AI to Drive the Next Scientific Revolution in Drug Discovery, Says Amgen CSO
Dr Chang said AI is being used from the earliest stages of molecule discovery to clinical development.
Hyderabad: Artificial intelligence is set to transform drug discovery, clinical trials and regulatory processes, marking a new scientific revolution in biotechnology, said Dr Howard Y. Chang, chief scientific officer and senior vice-president, global research, of Amgen.
Speaking at the BioAsia 2026 summit, Dr Chang said AI is fundamentally changing how science is conducted across research and development. “Science changes when a fundamental technology disrupts the way we understand and work. AI is now driving such a model revolution in our industry,” he said.
Dr Chang said AI is being used from the earliest stages of molecule discovery to clinical development.

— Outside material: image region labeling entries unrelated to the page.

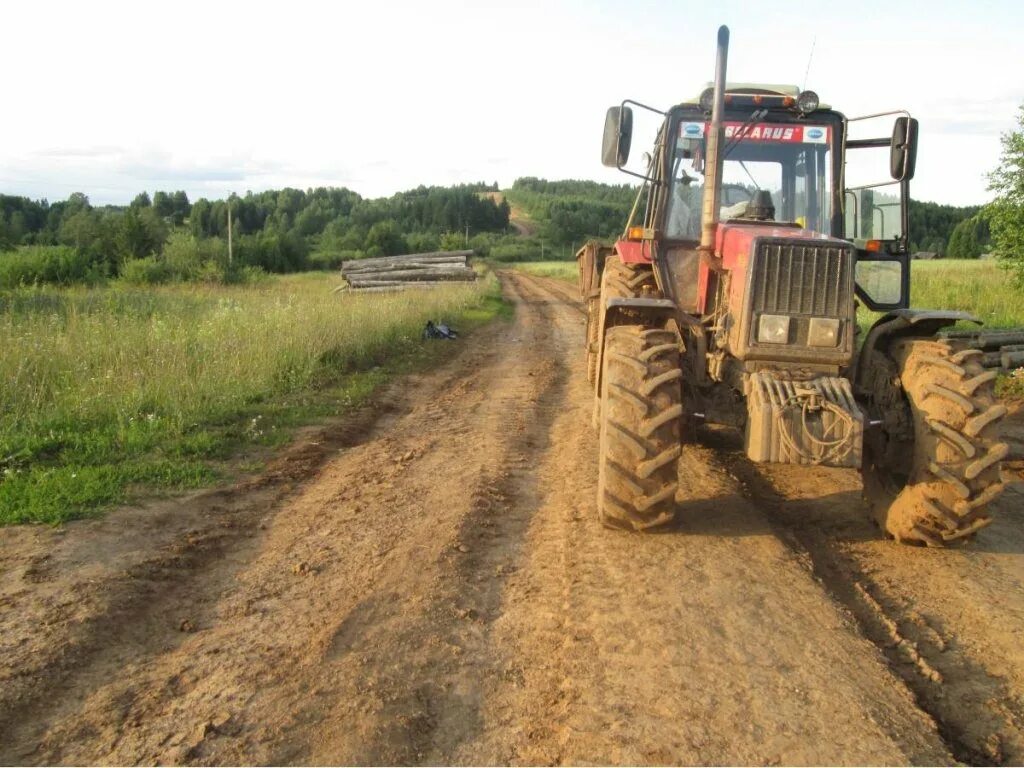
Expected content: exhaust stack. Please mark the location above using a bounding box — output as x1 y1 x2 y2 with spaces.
700 25 729 252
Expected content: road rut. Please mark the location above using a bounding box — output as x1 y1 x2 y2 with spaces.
0 273 1024 764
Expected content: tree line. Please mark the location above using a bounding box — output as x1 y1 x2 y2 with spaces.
505 177 990 258
0 183 509 286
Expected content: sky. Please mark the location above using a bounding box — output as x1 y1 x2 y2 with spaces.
0 0 1024 205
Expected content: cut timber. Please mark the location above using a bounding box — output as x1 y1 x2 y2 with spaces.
345 266 476 283
341 251 476 291
341 251 473 271
344 258 466 274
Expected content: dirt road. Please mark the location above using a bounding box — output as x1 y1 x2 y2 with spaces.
6 274 1024 764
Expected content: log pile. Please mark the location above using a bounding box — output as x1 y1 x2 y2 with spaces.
939 329 1024 371
341 251 476 291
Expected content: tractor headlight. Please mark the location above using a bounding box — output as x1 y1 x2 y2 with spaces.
797 91 818 115
807 317 839 347
758 314 790 344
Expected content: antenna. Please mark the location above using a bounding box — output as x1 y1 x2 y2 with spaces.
800 35 818 91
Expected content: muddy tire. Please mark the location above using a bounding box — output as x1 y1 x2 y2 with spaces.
863 339 1008 547
601 256 662 299
587 299 601 384
587 256 660 384
597 326 683 530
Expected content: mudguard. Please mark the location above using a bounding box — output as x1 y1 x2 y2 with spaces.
852 309 984 389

The company has invested in computational infrastructure, including advanced supercomputing systems, to analyse laboratory data and biological images at scale.
He said AI tools help identify patterns, predict outcomes and accelerate decision-making in drug development and clinical trials.
Highlighting challenges in understanding complex diseases, he said human genetics plays a key role. Large-scale genomic datasets covering hundreds of thousands of individuals are now being analysed using machine learning models to identify disease-causing mutations.
“AI enables us to test millions of mutations computationally, something that was previously not feasible,” he said.
He cited examples where AI models were trained to distinguish between harmful mutations and incidental genetic variations in cancer research. Deep learning is also being applied to design DNA sequences that can control gene expression in specific cell types.
Dr Chang said AI-designed biological sequences have in some cases outperformed natural sequences in laboratory experiments. He described this as a form of information compression, where complex biological rules are distilled into efficient, functional designs.
In manufacturing, AI is helping optimise production processes and improve efficiency by modelling multiple variables simultaneously.
Dr Chang said the integration of AI with automation, large-scale biological data and collaborative research is accelerating the pace of therapeutic innovation. “There has never been a better time for drug discovery. AI is reshaping the future of medicine,” he said.
He also spoke about the ambition of zero-shot antibody design, where computational models can generate therapeutic antibody candidates directly from a target sequence without traditional experimental screening.